FRANKFORT, Ky. — After days of deluges overfilled rivers to near-record levels across Kentucky, residents were anxious Tuesday to return to their flooded homes and assess what would be salvageable, even as stubbornly high waters kept some of them waiting even longer.

Susan Williams returned to her rural Franklin County home near Frankfort with her four dogs and three cats. She left Sunday while the waters kept rising.

Now, her house and a neighbor’s house looked like they were on an island in brown waters.

She and some friends loaded her animals onto a flat-bottomed boat and paddled back and forth, dropping them off at the house built by her parents.

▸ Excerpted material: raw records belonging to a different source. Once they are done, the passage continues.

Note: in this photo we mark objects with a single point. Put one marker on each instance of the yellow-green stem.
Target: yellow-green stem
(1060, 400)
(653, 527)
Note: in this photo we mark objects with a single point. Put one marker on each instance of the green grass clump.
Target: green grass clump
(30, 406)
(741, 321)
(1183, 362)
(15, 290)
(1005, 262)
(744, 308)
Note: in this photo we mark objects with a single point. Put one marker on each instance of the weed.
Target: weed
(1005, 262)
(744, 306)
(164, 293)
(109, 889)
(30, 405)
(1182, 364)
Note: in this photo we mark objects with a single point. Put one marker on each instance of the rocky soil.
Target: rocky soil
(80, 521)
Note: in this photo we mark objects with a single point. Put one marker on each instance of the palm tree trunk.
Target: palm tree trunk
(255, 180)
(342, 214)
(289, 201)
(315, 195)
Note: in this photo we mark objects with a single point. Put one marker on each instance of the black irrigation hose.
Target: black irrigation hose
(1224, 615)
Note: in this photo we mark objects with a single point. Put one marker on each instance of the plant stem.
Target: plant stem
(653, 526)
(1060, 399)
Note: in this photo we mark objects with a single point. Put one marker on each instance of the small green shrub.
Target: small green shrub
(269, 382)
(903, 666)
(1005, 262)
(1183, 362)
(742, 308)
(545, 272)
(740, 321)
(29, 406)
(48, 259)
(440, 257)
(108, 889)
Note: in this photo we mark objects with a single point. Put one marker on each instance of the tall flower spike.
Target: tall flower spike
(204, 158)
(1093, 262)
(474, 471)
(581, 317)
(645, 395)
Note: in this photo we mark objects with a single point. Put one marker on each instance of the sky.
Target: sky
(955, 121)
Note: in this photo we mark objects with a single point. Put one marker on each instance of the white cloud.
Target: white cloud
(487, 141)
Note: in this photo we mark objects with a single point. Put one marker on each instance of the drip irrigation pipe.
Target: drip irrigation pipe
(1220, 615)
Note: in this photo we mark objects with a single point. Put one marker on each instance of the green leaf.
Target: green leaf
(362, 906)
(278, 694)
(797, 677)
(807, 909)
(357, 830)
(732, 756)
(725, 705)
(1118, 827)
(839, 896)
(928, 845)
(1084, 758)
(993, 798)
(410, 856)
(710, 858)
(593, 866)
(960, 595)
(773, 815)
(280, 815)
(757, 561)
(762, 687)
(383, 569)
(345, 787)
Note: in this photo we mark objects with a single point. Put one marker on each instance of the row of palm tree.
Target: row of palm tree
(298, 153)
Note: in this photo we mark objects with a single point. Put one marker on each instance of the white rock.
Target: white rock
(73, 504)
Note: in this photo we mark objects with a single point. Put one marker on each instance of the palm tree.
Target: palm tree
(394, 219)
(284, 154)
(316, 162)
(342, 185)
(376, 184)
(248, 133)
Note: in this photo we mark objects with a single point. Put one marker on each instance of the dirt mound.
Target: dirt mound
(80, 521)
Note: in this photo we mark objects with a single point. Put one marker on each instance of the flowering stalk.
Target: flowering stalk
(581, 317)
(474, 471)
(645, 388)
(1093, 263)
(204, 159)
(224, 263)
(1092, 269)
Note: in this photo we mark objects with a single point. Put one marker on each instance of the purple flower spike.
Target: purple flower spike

“It’s my world. It’s my little paradise,” Williams said about her home.

Water was slowly receding in flooded Frankfort, Kentucky, and officials hoped that by the end of Wednesday, most people would be able to get back into their homes, Gov. Andy Beshear said at a news conference Tuesday.

Beshear urged patience and caution, pleading with people to wait if they couldn’t get to their homes without driving through water.

Officials warned of flooding expected along the Ohio River in Henderson and Owensboro into next week, with swift water rescue teams at the ready, Beshear said.

Officials in Frankfort diverted traffic, turned off utilities to businesses and instituted a curfew as the Kentucky River crested Monday just short of a record set in 1978.

Water service has been restored but wastewater isn’t back up yet, Beshear said.

Beshear’s office said more than 800 customers still had no access to water and nearly 4,000 were under boil water advisories.

Inundated rivers are the latest threat from persistent storms that have killed at least 23 people as they doused the region with heavy rain and spawned destructive tornadoes.

At least 157 tornadoes struck within seven days beginning March 30, according to a preliminary report from the National Weather Service.

Flood danger remains high in other states, including parts of Arkansas, Indiana and Tennessee.

Cities ordered evacuations, and rescue crews in inflatable boats checked on residents in Kentucky and Tennessee, while utility companies shut off power and gas in a region stretching from Texas to Ohio.

Cold temperatures chilled the flooded region Tuesday morning, and a freeze watch into Wednesday morning forecast temperatures in the low 20s in some places, including parts of Kentucky and Indiana.

The 23 deaths reported since the storms began last Wednesday include 10 in Tennessee.

Among the four killed in Kentucky, a 9-year-old boy was caught up in floodwaters while walking to catch his school bus.

A 5-year-old boy in Arkansas died after a tree fell on his family’s home, police said, and a 16-year-old volunteer Missouri firefighter died in a crash while seeking to rescue people caught in the storm.